The following example illustrates how the String.Compare method evaluates two strings ("Apple" and "Æble") differently, depending on the culture used for the comparison. First, the System.Threading.Thread.CurrentThread.CurrentCulture property is set to da-DK for the Danish (Denmark) culture. The Danish language treats the character "Æ" as an individual letter and sorts it after "Z" in the alphabet. Therefore, the string "Æble" is determined to be greater than "Apple" for the Danish (Denmark) culture. Next, the System.Threading.Thread.CurrentThread.CurrentCulture property is set to en-US for the English (United States) culture, The English language treats the character "Æ" as a special symbol and sorts it before the letter "A" in the alphabet. Therefore, the string "Æble" is determined to be less than "Apple" for the English (United States) culture.
Imports System.Globalization
Imports System.Threading
Public Class TestClass
Public Shared Sub Main()
Dim str1 As String = "Apple"
Dim str2 As String = "Æble"
' Set the current culture to Danish in Denmark.
Thread.CurrentThread.CurrentCulture = New CultureInfo("da-DK")
Dim result1 As Integer = [String].Compare(str1, str2)
Console.WriteLine("When the CurrentCulture is ""da-DK"",")
Console.WriteLine("the result of comparing_{0} with {1} is: {2}",
str1, str2, result1)
' Set the current culture to English in the U.S.
Thread.CurrentThread.CurrentCulture = New CultureInfo("en-US")
Dim result2 As Integer = [String].Compare(str1, str2)
Console.WriteLine("When the CurrentCulture is""en-US"",")
Console.WriteLine("the result of comparing {0} with {1} is: {2}",
str1, str2,result2)
End Sub
End Class
' The example displays the following output:
' When the CurrentCulture is "da-DK",
' the result of comparing Apple with Æble is: -1
'
' When the CurrentCulture is "en-US",
' the result of comparing Apple with Æble is: 1
using System;
using System.Globalization;
using System.Threading;
public class CompareStringSample
{
public static void Main()
{
string str1 = "Apple";
string str2 = "Æble";
// Sets the CurrentCulture to Danish in Denmark.

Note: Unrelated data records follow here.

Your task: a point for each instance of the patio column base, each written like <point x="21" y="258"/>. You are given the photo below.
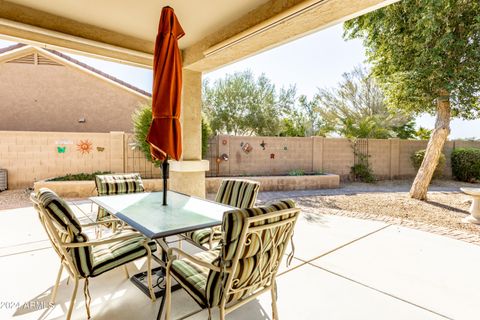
<point x="188" y="176"/>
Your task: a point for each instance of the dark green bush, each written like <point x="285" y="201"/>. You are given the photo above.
<point x="362" y="172"/>
<point x="417" y="159"/>
<point x="466" y="164"/>
<point x="142" y="118"/>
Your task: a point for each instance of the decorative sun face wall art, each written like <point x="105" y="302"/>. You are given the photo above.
<point x="84" y="146"/>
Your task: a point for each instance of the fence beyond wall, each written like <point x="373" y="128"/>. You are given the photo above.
<point x="389" y="158"/>
<point x="33" y="156"/>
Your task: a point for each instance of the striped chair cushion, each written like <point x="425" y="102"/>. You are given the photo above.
<point x="110" y="184"/>
<point x="81" y="256"/>
<point x="92" y="261"/>
<point x="59" y="212"/>
<point x="248" y="268"/>
<point x="109" y="256"/>
<point x="236" y="193"/>
<point x="202" y="236"/>
<point x="194" y="277"/>
<point x="233" y="224"/>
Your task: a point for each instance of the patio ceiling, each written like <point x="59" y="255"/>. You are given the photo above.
<point x="218" y="32"/>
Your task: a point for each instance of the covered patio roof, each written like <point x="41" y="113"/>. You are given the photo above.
<point x="217" y="32"/>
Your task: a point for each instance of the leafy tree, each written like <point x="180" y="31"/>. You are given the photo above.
<point x="357" y="109"/>
<point x="239" y="104"/>
<point x="142" y="118"/>
<point x="406" y="131"/>
<point x="303" y="119"/>
<point x="423" y="133"/>
<point x="426" y="56"/>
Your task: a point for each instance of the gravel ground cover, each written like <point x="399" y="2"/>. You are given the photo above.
<point x="445" y="207"/>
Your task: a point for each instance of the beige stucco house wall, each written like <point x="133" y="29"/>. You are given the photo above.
<point x="45" y="90"/>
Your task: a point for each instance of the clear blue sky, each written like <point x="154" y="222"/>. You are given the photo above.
<point x="317" y="60"/>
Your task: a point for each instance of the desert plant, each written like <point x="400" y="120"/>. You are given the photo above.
<point x="296" y="172"/>
<point x="361" y="170"/>
<point x="142" y="118"/>
<point x="79" y="176"/>
<point x="466" y="164"/>
<point x="417" y="157"/>
<point x="206" y="133"/>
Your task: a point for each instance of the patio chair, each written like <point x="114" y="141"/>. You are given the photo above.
<point x="253" y="244"/>
<point x="111" y="184"/>
<point x="241" y="194"/>
<point x="84" y="258"/>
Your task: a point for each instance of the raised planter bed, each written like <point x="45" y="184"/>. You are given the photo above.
<point x="283" y="183"/>
<point x="84" y="189"/>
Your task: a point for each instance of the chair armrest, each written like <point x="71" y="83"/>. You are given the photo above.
<point x="92" y="224"/>
<point x="100" y="241"/>
<point x="182" y="253"/>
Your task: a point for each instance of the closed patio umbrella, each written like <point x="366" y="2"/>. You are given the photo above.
<point x="164" y="135"/>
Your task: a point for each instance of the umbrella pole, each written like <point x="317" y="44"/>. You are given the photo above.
<point x="165" y="173"/>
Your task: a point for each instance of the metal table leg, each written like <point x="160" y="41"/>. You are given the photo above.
<point x="159" y="288"/>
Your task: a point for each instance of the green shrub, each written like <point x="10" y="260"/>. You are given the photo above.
<point x="79" y="176"/>
<point x="466" y="164"/>
<point x="297" y="172"/>
<point x="417" y="159"/>
<point x="362" y="172"/>
<point x="142" y="118"/>
<point x="206" y="133"/>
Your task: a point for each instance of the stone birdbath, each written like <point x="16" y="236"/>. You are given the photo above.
<point x="474" y="216"/>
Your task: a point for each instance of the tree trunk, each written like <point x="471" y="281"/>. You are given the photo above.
<point x="434" y="148"/>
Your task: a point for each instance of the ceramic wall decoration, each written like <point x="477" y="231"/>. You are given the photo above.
<point x="247" y="148"/>
<point x="84" y="146"/>
<point x="263" y="144"/>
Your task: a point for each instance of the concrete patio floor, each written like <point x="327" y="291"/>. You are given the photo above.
<point x="343" y="268"/>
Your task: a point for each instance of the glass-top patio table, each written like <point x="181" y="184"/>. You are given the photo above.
<point x="145" y="213"/>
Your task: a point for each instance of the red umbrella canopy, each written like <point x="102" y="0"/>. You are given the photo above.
<point x="164" y="135"/>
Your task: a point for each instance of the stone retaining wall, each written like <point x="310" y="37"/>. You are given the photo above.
<point x="283" y="183"/>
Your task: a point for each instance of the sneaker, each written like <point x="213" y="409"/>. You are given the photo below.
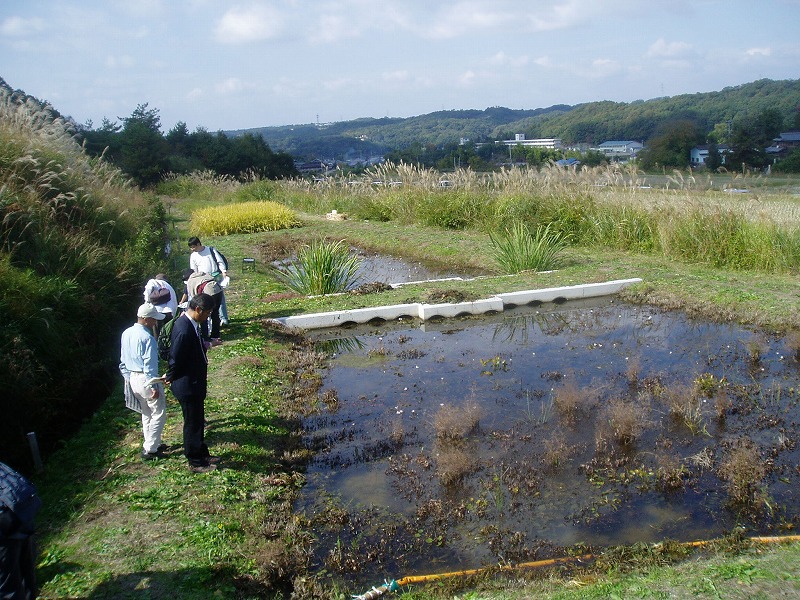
<point x="202" y="468"/>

Thread.CurrentThread.CurrentCulture = new CultureInfo("da-DK");
// Compares the two strings.
int result1 = String.Compare(str1, str2);
Console.WriteLine("\nWhen the CurrentCulture is \"da-DK\",\nthe " +
"result of comparing {0} with {1} is: {2}", str1, str2,
result1);
// Sets the CurrentCulture to English in the U.S.

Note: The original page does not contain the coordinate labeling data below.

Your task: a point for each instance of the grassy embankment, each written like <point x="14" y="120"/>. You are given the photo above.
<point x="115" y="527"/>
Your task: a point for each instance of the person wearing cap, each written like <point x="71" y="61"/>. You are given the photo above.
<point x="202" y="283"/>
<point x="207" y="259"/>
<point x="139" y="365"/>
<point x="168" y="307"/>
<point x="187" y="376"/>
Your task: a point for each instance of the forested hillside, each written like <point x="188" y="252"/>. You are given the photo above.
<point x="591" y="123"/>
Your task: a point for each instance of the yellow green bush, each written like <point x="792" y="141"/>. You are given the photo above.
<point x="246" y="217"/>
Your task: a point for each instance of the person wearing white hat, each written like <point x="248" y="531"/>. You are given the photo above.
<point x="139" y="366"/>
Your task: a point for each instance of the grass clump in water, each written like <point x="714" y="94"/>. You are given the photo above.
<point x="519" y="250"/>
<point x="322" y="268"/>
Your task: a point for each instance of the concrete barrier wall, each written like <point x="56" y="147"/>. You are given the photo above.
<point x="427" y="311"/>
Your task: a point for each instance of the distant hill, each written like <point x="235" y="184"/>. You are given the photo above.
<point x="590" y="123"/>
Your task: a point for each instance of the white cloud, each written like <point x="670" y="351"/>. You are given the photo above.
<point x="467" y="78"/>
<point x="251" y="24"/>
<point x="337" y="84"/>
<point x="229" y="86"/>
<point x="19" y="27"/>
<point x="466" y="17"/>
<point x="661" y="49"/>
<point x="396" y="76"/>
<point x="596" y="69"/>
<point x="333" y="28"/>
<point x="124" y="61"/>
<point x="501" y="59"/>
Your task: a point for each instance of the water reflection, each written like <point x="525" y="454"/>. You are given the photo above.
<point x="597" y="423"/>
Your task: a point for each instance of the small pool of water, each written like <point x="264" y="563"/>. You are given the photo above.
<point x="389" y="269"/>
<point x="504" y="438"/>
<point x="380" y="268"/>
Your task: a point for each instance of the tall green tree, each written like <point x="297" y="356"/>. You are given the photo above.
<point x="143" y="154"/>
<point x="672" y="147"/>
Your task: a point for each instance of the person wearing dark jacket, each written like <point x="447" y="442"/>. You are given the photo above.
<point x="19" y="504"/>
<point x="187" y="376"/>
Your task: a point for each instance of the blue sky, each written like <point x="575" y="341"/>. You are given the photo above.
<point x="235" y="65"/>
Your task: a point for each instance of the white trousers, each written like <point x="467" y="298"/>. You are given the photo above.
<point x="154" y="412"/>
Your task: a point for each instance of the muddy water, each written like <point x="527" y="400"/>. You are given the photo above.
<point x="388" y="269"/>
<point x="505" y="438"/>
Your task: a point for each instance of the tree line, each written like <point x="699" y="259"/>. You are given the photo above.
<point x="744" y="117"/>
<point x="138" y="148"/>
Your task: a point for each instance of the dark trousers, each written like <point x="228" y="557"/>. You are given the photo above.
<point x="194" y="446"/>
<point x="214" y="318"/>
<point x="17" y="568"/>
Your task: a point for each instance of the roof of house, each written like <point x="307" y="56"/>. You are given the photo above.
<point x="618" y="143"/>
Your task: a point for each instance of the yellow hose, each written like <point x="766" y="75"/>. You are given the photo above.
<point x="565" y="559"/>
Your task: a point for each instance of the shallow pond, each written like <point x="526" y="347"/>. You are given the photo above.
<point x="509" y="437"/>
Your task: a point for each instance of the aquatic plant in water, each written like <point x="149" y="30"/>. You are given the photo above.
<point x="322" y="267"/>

Thread.CurrentThread.CurrentCulture = new CultureInfo("en-US");
// Compares the two strings.
int result2 = String.Compare(str1, str2);
Console.WriteLine("\nWhen the CurrentCulture is \"en-US\",\nthe " +
"result of comparing {0} with {1} is: {2}", str1, str2,
result2);
}
}
// The example displays the following output:
// When the CurrentCulture is "da-DK",
// the result of comparing Apple with Æble is: -1
//
// When the CurrentCulture is "en-US",
// the result of comparing Apple with Æble is: 1
For more information about comparing strings, see Comparing Strings.
Using Alternate Sort Orders
Some cultures support more than one sort order. For example, the zh-CN (Chinese - PRC) culture supports two sort orders: by pronunciation (default) and by stroke count. When you create a CultureInfo object by using a culture name (for example, zh-CN), the default sort order is used. To specify the alternate sort order, create a CultureInfo object by calling the CultureInfo.CultureInfo(Int32) or CultureInfo.CultureInfo(Int32, Boolean) constructors and using the identifier for the alternate sort order, and then obtain a CompareInfo object from the CompareInfo property to use in string comparisons. Alternatively, you can create a CompareInfo object directly by using the CompareInfo.GetCompareInfo method, and specify the identifier for the alternate sort order.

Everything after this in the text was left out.